Several Minnesota hospitals are struggling to maintain adequate supplies of critical care drugs, including the pain medications needed for surgery and recovery, according to the StarTribune.
Here are five things to know:
1. There is a nationwide shortage of pain meds like fentanyl and morphine, which are injectable opioid pain medications, considered critical for surgeries and recovery, according to the FDA website. The shortage resulted from production delays due to a number of changes and upgrades at a Pfizer facility in Kansas. The shortage was further exacerbated by issues related to manufacturing quality at that same facility.
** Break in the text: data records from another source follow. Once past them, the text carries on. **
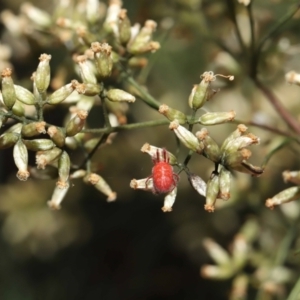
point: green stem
(273, 31)
(145, 96)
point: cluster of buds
(49, 142)
(232, 155)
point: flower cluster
(232, 155)
(95, 61)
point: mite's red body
(164, 179)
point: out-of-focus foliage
(130, 249)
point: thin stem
(128, 126)
(146, 97)
(274, 30)
(281, 110)
(232, 13)
(269, 128)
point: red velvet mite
(164, 179)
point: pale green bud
(158, 154)
(20, 155)
(76, 124)
(124, 27)
(57, 197)
(86, 70)
(42, 74)
(200, 92)
(212, 192)
(216, 272)
(117, 95)
(225, 180)
(33, 129)
(8, 139)
(57, 135)
(217, 118)
(24, 96)
(78, 174)
(220, 256)
(291, 176)
(172, 114)
(186, 137)
(103, 58)
(145, 184)
(18, 109)
(169, 200)
(285, 196)
(211, 149)
(142, 42)
(102, 186)
(241, 129)
(43, 158)
(62, 93)
(8, 89)
(39, 144)
(239, 252)
(63, 170)
(88, 89)
(197, 183)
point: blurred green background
(130, 249)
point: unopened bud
(216, 272)
(33, 129)
(211, 149)
(212, 192)
(20, 155)
(39, 144)
(217, 118)
(86, 69)
(103, 58)
(172, 114)
(8, 139)
(88, 89)
(78, 174)
(158, 154)
(142, 42)
(241, 129)
(200, 93)
(57, 135)
(57, 197)
(102, 186)
(291, 176)
(62, 93)
(216, 252)
(43, 158)
(285, 196)
(124, 27)
(76, 124)
(225, 180)
(186, 137)
(24, 96)
(63, 170)
(8, 89)
(197, 183)
(169, 200)
(18, 109)
(117, 95)
(145, 184)
(42, 74)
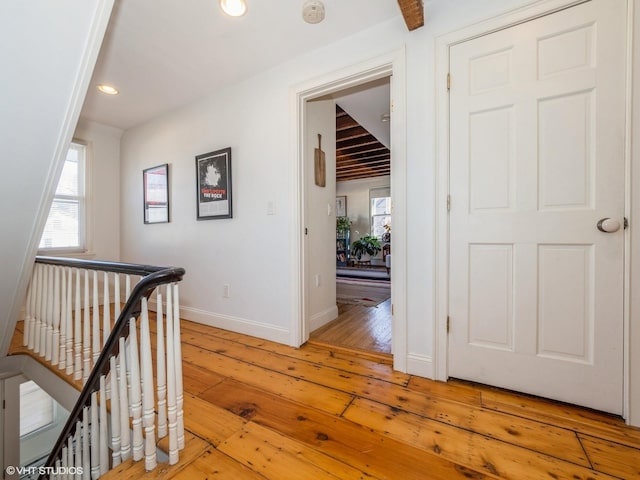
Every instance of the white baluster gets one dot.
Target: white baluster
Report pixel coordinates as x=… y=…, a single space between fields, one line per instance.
x=28 y=310
x=77 y=337
x=70 y=462
x=127 y=287
x=136 y=394
x=35 y=314
x=171 y=385
x=69 y=323
x=106 y=310
x=61 y=463
x=95 y=437
x=86 y=333
x=50 y=301
x=65 y=458
x=115 y=414
x=62 y=352
x=57 y=466
x=43 y=318
x=148 y=414
x=78 y=450
x=177 y=358
x=55 y=319
x=41 y=326
x=161 y=377
x=125 y=442
x=104 y=438
x=116 y=298
x=96 y=344
x=86 y=453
Shortages are expected through 2019.
"Pain medications are what keeps the wheels on the bus for the hospital," Jeffrey Bouman, pharmacy manager at Abbott Northwestern Hospital in Minneapolis told the StarTribune. "These drugs are what makes us tick, what makes us work."
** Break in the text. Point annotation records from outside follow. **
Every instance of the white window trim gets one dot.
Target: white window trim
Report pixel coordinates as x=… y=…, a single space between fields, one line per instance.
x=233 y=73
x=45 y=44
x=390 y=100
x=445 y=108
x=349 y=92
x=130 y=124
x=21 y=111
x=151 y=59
2. In Minnesota, hospitals are forming special pharmacy teams to monitor inventories and search for new sources of these injectable pain medications.
3. While pharmacy managers have been able to meet demand for pain management, during this nationwide shortage of injectable opioids, pharmacy staff members have shifted from the normal routine by using a similar drug or the same drug in a different dose. These slight departures from the normal routine require retraining physicians and nurses to avoid harmful medication errors.
"It causes the health system a lot of pain, literally," Vini Manchanda, vice president of supply chain services at Bloomington, Minn.-based based HealthPartners, told the StarTribune.
4. While these workarounds are helping, the common pain drugs are very hard to find.
5. There are several other critical medications in short supply, including EpiPen, the lifesaving epinephrine injection for allergic reactions, antibiotics and saline bags.